The algorithm (PBKDF2, scrypt, Argon2) that stretches your master password into an encryption key, deliberately slow to resist brute force. Argon2 is the current preference.

See also: Argon2, PBKDF2, Master password

L

Local-only vault architecture

A manager that stores the vault file on your devices with no provider cloud (e.g., KeePass-family). Maximum control; sync and backup become your responsibility.

See also: Vault, Self-hosted (sync server)

M

Master password fundamentals

The single secret that unlocks the vault. It is typically never sent to the provider in zero-knowledge designs; if it's lost, the vault is usually unrecoverable by design.

See also: Vault, Zero-knowledge architecture, Key derivation function (KDF)

O

Open source / audited trust

Code published for inspection, ideally with independent security audits. Not a guarantee of security, but it enables verification of zero-knowledge and crypto claims.

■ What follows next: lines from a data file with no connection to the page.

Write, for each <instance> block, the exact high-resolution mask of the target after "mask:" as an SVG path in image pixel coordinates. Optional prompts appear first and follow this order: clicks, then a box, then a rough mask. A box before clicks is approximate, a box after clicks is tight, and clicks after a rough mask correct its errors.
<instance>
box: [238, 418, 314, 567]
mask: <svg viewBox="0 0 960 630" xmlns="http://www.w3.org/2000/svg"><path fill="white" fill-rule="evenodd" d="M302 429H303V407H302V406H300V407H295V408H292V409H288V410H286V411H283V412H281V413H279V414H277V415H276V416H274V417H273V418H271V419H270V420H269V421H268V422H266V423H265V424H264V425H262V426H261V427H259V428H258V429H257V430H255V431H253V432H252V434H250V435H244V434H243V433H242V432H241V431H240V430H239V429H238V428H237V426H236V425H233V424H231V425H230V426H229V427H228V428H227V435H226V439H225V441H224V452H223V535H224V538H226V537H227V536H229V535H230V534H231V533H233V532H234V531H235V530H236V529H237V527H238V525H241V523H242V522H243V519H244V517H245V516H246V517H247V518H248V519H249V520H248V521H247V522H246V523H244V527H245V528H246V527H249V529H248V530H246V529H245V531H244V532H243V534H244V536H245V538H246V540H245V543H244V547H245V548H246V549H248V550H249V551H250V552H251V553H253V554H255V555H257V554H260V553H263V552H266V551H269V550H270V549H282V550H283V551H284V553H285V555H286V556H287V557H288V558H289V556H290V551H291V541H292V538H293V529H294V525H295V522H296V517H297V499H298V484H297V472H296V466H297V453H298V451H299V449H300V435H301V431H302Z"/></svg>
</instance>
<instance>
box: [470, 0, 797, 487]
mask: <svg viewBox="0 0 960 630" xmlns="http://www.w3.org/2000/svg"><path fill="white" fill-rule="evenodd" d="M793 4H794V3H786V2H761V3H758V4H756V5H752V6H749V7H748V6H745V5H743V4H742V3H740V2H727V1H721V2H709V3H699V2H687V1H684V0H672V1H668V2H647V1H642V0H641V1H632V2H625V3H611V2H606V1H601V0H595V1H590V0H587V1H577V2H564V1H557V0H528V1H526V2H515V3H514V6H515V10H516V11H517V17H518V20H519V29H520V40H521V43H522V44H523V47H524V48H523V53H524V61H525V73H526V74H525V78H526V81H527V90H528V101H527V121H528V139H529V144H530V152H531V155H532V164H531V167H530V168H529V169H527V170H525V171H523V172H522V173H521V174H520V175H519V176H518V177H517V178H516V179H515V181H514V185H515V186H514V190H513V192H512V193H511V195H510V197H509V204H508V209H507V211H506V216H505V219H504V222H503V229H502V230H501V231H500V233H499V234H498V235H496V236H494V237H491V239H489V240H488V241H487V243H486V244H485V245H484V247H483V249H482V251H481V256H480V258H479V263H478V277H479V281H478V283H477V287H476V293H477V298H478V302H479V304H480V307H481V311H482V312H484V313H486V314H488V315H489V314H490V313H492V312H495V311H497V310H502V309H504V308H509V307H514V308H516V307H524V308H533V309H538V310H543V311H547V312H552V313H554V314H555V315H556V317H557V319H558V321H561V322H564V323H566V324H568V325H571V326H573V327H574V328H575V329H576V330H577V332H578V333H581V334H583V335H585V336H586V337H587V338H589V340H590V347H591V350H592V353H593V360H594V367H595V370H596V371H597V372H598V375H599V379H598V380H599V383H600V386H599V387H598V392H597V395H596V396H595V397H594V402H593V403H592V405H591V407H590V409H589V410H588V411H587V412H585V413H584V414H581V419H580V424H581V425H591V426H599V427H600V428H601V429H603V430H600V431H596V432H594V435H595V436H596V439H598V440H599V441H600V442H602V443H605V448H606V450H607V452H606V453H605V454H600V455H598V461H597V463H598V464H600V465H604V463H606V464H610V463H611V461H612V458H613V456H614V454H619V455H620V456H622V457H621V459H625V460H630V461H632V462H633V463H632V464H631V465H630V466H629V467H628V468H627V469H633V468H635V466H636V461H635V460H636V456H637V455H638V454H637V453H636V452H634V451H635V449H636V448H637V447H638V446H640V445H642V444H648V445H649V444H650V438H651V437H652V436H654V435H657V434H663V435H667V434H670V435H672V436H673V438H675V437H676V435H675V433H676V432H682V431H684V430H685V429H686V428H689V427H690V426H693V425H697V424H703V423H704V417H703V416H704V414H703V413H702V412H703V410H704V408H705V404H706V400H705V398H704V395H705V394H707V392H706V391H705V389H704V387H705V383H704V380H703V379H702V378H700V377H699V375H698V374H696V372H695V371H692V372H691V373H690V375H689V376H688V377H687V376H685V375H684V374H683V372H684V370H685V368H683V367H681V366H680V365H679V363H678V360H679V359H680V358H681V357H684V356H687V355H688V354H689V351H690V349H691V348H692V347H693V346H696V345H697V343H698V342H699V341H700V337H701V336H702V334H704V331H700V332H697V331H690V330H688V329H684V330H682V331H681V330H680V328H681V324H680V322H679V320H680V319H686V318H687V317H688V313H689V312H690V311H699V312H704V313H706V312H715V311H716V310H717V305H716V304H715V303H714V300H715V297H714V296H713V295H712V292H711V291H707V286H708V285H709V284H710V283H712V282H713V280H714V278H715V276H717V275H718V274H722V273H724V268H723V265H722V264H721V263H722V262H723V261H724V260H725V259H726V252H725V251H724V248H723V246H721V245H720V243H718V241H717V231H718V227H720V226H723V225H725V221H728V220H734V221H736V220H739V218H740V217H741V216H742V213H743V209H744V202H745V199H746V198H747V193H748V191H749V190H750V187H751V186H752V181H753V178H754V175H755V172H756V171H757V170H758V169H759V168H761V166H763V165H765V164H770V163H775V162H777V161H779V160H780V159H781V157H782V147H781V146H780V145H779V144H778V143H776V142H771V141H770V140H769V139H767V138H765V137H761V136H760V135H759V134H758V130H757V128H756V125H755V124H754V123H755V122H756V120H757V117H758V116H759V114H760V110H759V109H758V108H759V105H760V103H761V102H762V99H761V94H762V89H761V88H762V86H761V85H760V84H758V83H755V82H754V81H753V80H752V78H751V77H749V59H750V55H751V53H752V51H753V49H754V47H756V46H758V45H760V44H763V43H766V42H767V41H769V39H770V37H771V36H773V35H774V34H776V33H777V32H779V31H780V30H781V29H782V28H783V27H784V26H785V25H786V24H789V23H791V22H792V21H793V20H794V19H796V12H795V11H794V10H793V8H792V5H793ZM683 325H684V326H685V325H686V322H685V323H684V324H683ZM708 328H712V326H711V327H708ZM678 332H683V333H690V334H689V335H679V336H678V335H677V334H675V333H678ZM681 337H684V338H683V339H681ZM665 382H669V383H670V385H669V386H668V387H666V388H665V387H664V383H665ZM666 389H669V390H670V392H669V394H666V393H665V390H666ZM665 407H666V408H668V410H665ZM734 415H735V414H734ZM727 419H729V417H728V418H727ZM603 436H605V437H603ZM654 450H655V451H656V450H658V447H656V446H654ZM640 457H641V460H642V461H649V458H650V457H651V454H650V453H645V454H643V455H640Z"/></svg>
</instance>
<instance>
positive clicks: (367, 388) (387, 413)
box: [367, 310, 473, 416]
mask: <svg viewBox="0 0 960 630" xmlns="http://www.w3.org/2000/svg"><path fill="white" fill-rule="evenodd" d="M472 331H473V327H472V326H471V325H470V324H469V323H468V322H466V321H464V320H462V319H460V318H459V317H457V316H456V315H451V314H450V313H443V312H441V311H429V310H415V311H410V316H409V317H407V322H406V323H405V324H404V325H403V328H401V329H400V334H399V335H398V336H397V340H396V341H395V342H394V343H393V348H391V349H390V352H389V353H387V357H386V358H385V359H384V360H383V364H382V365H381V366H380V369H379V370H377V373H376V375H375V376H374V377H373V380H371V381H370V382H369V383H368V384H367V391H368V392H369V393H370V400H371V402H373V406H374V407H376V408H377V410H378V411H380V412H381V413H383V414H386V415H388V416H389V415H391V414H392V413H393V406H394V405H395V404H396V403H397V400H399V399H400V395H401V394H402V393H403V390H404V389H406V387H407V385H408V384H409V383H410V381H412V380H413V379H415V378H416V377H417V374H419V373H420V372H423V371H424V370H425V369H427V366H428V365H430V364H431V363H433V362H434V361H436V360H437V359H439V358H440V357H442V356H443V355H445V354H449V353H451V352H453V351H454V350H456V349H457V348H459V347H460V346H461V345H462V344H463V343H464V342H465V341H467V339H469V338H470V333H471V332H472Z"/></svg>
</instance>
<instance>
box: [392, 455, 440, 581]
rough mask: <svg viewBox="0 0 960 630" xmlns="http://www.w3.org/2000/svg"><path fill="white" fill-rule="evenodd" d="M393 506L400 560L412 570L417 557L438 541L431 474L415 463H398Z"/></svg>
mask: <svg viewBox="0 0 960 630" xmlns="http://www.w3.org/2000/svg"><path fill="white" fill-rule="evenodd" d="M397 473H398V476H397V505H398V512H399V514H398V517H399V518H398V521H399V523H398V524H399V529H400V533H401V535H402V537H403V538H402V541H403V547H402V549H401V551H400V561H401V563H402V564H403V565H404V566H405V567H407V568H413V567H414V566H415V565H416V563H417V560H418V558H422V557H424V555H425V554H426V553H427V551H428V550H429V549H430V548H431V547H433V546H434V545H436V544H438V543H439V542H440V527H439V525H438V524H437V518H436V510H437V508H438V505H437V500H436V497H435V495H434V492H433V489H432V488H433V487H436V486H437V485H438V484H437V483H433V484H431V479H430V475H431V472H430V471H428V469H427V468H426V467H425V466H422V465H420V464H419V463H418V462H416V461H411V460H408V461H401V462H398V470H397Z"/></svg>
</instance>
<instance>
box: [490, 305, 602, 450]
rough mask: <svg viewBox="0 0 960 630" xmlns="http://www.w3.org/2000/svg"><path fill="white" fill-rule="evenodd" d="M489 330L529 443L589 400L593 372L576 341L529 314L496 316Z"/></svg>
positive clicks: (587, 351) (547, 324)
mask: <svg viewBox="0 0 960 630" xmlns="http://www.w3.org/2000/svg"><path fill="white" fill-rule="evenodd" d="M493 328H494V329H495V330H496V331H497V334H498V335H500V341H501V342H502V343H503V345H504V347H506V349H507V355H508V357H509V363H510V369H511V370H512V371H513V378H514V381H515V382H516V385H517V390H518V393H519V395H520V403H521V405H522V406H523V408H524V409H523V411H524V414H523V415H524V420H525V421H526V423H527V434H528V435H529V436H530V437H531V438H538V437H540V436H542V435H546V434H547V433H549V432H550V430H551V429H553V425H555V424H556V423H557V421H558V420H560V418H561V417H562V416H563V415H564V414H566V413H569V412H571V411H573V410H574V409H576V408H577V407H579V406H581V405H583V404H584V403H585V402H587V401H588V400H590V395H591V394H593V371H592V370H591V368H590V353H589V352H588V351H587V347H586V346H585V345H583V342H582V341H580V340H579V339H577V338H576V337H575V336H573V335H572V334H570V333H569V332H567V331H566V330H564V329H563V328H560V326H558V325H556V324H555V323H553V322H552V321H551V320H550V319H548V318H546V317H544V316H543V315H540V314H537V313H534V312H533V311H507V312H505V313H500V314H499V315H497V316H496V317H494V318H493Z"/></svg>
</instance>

See also: Zero-knowledge architecture

P

Passkey authentication

A FIDO2 credential that replaces the password entirely with a device-held private key, syncable via a password manager or platform. Phishing-resistant by design.

See also: FIDO2 / WebAuthn, Security key (hardware token)

Password manager fundamentals

An encrypted vault that generates, stores, and autofills unique credentials so you only memorize one master password. The single highest-impact account-security tool for most people.

See also: Vault, Master password, Zero-knowledge architecture

Password reuse threats

Using one password across multiple sites, so a single breach compromises many accounts. The exact problem a password manager exists to eliminate.

See also: Password manager, Breach monitoring

PBKDF2 cryptography

An older, widely supported KDF. Secure with a high iteration count but not memory-hard, so weaker than Argon2 against modern hardware at equivalent settings.

See also: Key derivation function (KDF), Argon2

Phishing threats

Tricking a user into entering credentials on a fake site. Password managers reduce risk by only autofilling on the exact registered domain; FIDO2/passkeys eliminate it for that account.

See also: Autofill, FIDO2 / WebAuthn

S

Security key (hardware token) authentication

A physical FIDO2 device (e.g., YubiKey) that proves possession during login. The strongest common second factor and a strong option for protecting the vault account itself.

See also: FIDO2 / WebAuthn, Passkey, Two-factor authentication (2FA)

Self-hosted (sync server) architecture

Running your own sync backend (e.g., Vaultwarden, a Bitwarden-compatible server) so encrypted vault data never touches a third-party host while keeping multi-device sync.

See also: Local-only vault, Zero-knowledge architecture

T

TOTP authentication

Time-based one-time passwords — the 6-digit rotating codes from authenticator apps. Phishable if entered on a fake site, but far stronger than SMS codes.

See also: Two-factor authentication (2FA), FIDO2 / WebAuthn

Two-factor authentication (2FA) authentication

Requiring a second proof of identity beyond a password. For a password manager account it protects vault sync access; it does not encrypt the vault itself.

See also: TOTP, FIDO2 / WebAuthn, Passkey

V

Vault fundamentals

The encrypted database holding your credentials, notes, and secrets. Its security depends on the encryption, the master password's strength, and how the key is derived.

See also: Master password, Encryption at rest, Key derivation function (KDF)

Z

Zero-knowledge architecture architecture

A design where encryption and decryption happen only on your device, so the provider stores ciphertext it cannot read. The property that lets you trust a cloud-synced manager.